当社代表桑原によるコラム「遊自耕」は、隔月発行の建築情報誌「飛翔」誌上にて連載しています。飛翔の送付をご希望の方は、飛翔送付申込フォームよりお申込下さい。(送付無料)

遊自耕94号

改正建築基準法は、世紀の大悪法

建築主や建築利用者の多大な負担増

6月20日、改正建築基準法が施行されました。この改正法は、耐震偽装事件の再発防止のための緊急措置として、国交省官僚が中心となって作られたものですが、業界をはじめ多くの関係者の意見を聞かずにまとめられ、理解不十分な国会議員たちによってできあがってしまったものです。そのため、施行前に危惧されたとおり、社会に大混乱を招いています。

建築工事を行うには、建築計画(設計図書)について特定行政庁(知事や市長)または民間確認検査機関の確認を受け、確認済証の交付を受けなければなりません。

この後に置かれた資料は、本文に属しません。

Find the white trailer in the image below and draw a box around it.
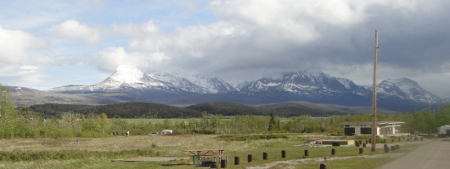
[438,125,450,137]
[161,130,172,134]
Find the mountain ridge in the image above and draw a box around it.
[24,65,443,111]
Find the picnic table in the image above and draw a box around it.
[181,149,231,164]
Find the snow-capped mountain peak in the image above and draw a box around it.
[109,65,145,84]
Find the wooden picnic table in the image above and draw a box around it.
[181,149,231,164]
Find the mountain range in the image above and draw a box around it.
[9,65,443,111]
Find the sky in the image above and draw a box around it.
[0,0,450,98]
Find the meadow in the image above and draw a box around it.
[0,134,430,169]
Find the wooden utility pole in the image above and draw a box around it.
[371,30,378,152]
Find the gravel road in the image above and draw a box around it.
[377,138,450,169]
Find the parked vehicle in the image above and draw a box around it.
[148,132,158,135]
[161,130,172,135]
[438,125,450,137]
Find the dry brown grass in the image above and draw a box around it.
[0,135,260,156]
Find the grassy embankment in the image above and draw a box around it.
[0,134,430,168]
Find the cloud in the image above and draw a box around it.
[90,47,170,72]
[50,20,102,45]
[0,27,47,64]
[0,64,46,86]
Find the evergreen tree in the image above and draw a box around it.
[268,111,277,131]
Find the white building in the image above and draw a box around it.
[341,121,405,137]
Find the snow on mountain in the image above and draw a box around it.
[52,65,237,94]
[241,71,367,95]
[51,65,440,107]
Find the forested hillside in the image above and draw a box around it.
[29,103,201,118]
[29,102,350,118]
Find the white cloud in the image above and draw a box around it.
[91,47,170,72]
[50,20,101,44]
[0,27,47,64]
[0,64,46,86]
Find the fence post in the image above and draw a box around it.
[220,160,227,168]
[211,161,217,168]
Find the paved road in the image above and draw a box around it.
[379,138,450,169]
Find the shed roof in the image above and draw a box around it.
[341,121,405,125]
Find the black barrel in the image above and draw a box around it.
[220,160,227,168]
[210,161,217,168]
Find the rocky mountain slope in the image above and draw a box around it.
[12,65,443,111]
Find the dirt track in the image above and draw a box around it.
[378,138,450,169]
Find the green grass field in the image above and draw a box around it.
[0,134,430,169]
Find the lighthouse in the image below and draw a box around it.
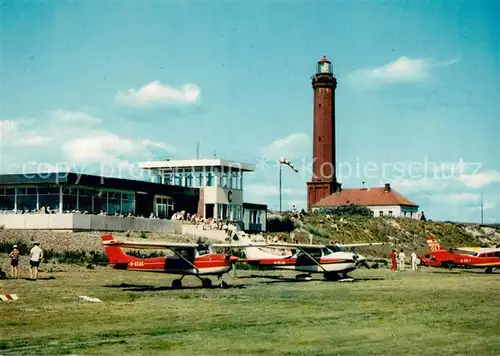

改正法は、この確認済証交付までの審査手続きをこれまでより厳格・複雑にすることで、偽装防止を図ろうとするものです。一定規模以上の建築物は構造の二重チェックを行う、確認申請時の提出書類を増やす、申請書類間の不整合に対して修正を認めず申請のやり直しを求める、といったことです。

これにより、確認審査に要する期間がこれまでより長く定められました。のみならず、申請のやり直しになるようなことを避けるために、申請書提出前の事前審査を何度も受けなければならなくなりました。

その結果、確認済証の交付が著しく遅れ、工事着工も遅れているのです。国交省の発表によれば、8月の住宅着工戸数は前年度比43.3%のマイナスとのこと。予定した時期に建物が完成しないことが明らかになり、すでに、多くの建築主や建築利用者が多大な迷惑を被り、法外の時間と予定外の費用負担を強いられています。

会社経営を直撃

当社は、6月20日前後からの4ヶ月の間に、9件の確認申請業務を行ってきましたが、確認済証の交付を受けたものは1件しかありません。

設計はとっくに終わっているのに、その案件のために社員は時間を費やしている。何をしているのだろうか? こんな疑問を持った私は、10月13日にある案件の事前審査に同行しました。この案件の事前審査は今回で4回目で、図面相互の不整合の調整、作図意図の確認、行政指導による修正等に1ヶ月以上かかっていたようです。

この事前審査で指摘された事項の修正を行えば正式に申請が受理されるとのことだったので、申請後確認済証の交付までどれくらいかかるのか尋ねてみました。すると、改正法でも審査期間が35日とされている案件なのに、3ヶ月くらいかかるでしょうとの返答。審査機関にも見通しが立たないのです。

今年度の当社の完工高(工事の売上高)は35%ほどダウンする見込み、利益のダウンはそれ以上でしょう。工事に着手できず収入が得られないのに、確認に必要がないと思われる馬鹿げた図面・書類・資料の作成や、役所にとって都合のよい作図法の要求に対応するための業務に社員を当て、賃金を払い続けているからです。

このような状況は、当社に限らずほとんどすべての建築関連企業に言えることでしょう。そして、建築関連企業の経営悪化や住宅着工数の激減等は景気の後退につながり、ひいては国家の財政にも大きな影響を及ぼすものでしょう。

国は根本的な対策を

これまでも国は耐震偽装事件に関して誤った対応をしてきましたが、今回の建築基準法改正はその最たるものであります。多くの実務者が防止効果を疑問視する改正内容を定め、具体的な審査基準が不明確なまま、また社会に対して改正内容の周知徹底を図らないまま、改正法施行に至っています。なにより、建築士に認められている設計業務に対して過剰・不当に干渉を加える改正内容は、全く許しがたいものです。

しかし、このような混乱した事態に際しても、国交省はまたもや審査制度の運用を柔軟にすることで対応しようとしており、厳格にした制度そのものの見直しはしないと言っています。

こんなことを書いているそばからまた、国の無責任な対策が出されました。建築着工の激減で資金繰り難に陥った建築関連の中小企業に特別な融資を行うというもののようですが、以前に行われた耐震偽装マンション住民への建て替え事業の支援策と同様、まやかしの対応という他ありません。また、この問題に関する他の政策同様、財政赤字を縮減するための行政改革に逆行するものです。

左右を問わずすべての政党・党派に、根本的な対応を行うよう求めずにはいられません。